Dr. Anthony Fauci: Joe Biden’s Chief of Staff Ron Klain ‘Knows What He’s Doing’

Director of the National Institute of Allergy and Infectious Diseases Anthony Fauci speaks
BRENDAN SMIALOWSKI/AFP via Getty Images

Dr. Anthony Fauci praised Ron Klain on Monday, the person selected by former Vice President Joe Biden to be his White House chief of staff.

“I know him well and his style and he did an absolutely terrific job with Ebola,” Fauci said, praising Biden’s choice in a video conversation with Facebook CEO Mark Zuckerberg.

Zuckerberg said he was “personally encouraged” that Biden selected Klain as his chief of staff.

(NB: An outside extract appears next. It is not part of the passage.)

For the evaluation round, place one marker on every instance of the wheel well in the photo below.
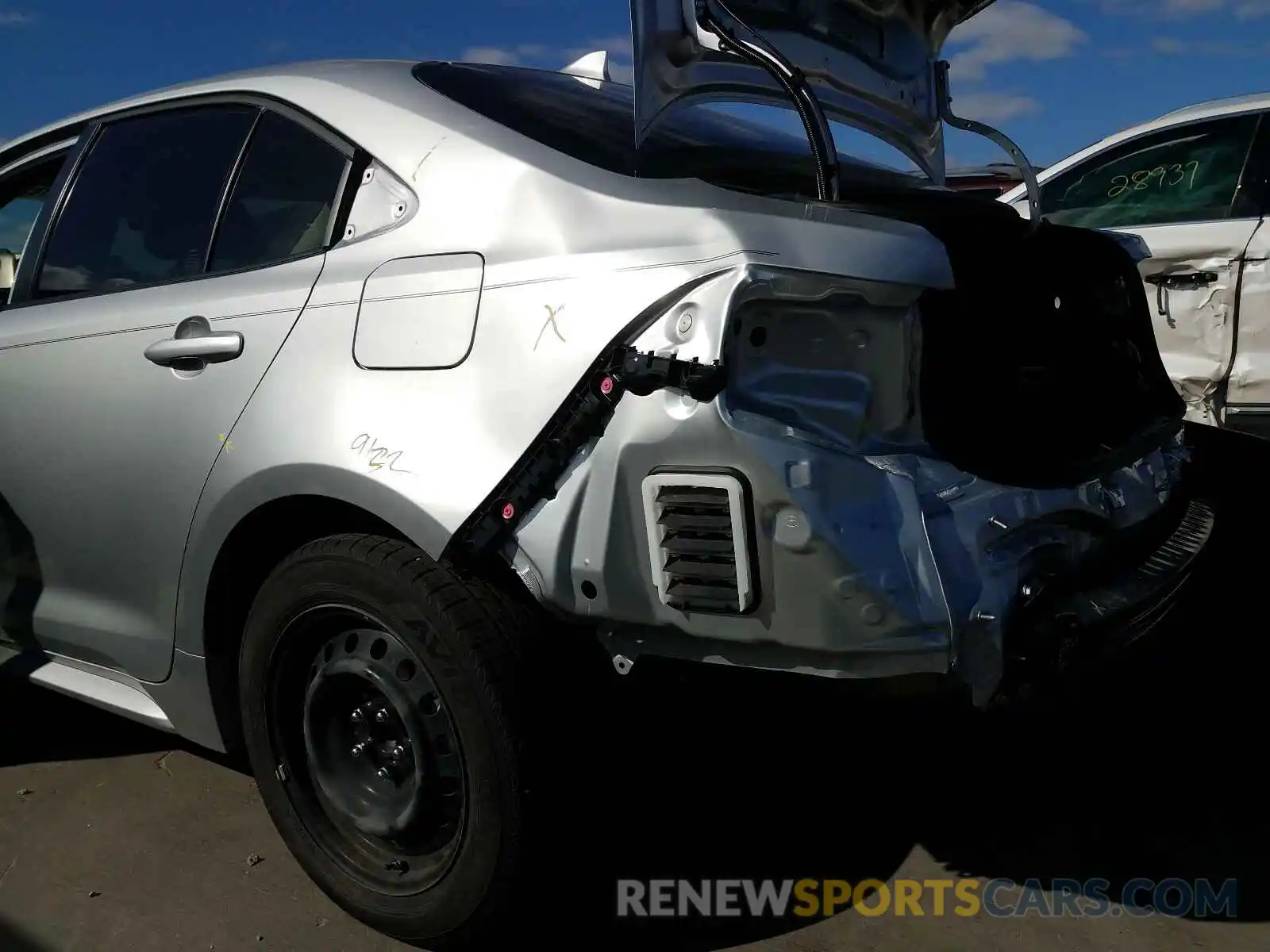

“Your instincts are correct Mark because I had extensive experience with Ron Klain when he was the coordinator of the Ebola response during the Obama administration,” Fauci replied. “He is the chief of staff for President-elect Biden.”

Klain served as Biden’s chief of staff when he was vice president and was chosen by former President Barack Obama’s to coordinate the government response to Ebola in 2014 and 2015.

Fauci said he had not had a detailed conversation of what Klain and Biden would do once they got to the White House, but he endorsed the idea of having a centralized coordinator to bring about the best of each government agency.

“I know Ron and I know his style … he certainly knows what he’s doing and knows the ins and outs of how to respond,” Fauci said.

During the conversation, Fauci complained that different states were taking different approaches to slow the spread of the virus, noting that some states were not closing bars or instituting mask mandates.

“You can’t have one thing, one state, one region doing things one way, another one the other way, because what you impacts the entire country,” he said, and added, “We’ve got to be able to get control of this outbreak in a way that is consistent and uniform.”

Klain famously said in 2009 the Obama administration did “every possible thing wrong” in their response to the H1N1 (Swine Flu) outbreak.

“Sixty million Americans got H1N1 in that period of time and it’s just purely a fortuity that this isn’t one of the great mass casualty events in American history,” Klain said at a Pandemic and Biosecurity Policy Summit in 2019.

“It had nothing to do with us doing anything right, it just had to do with luck.”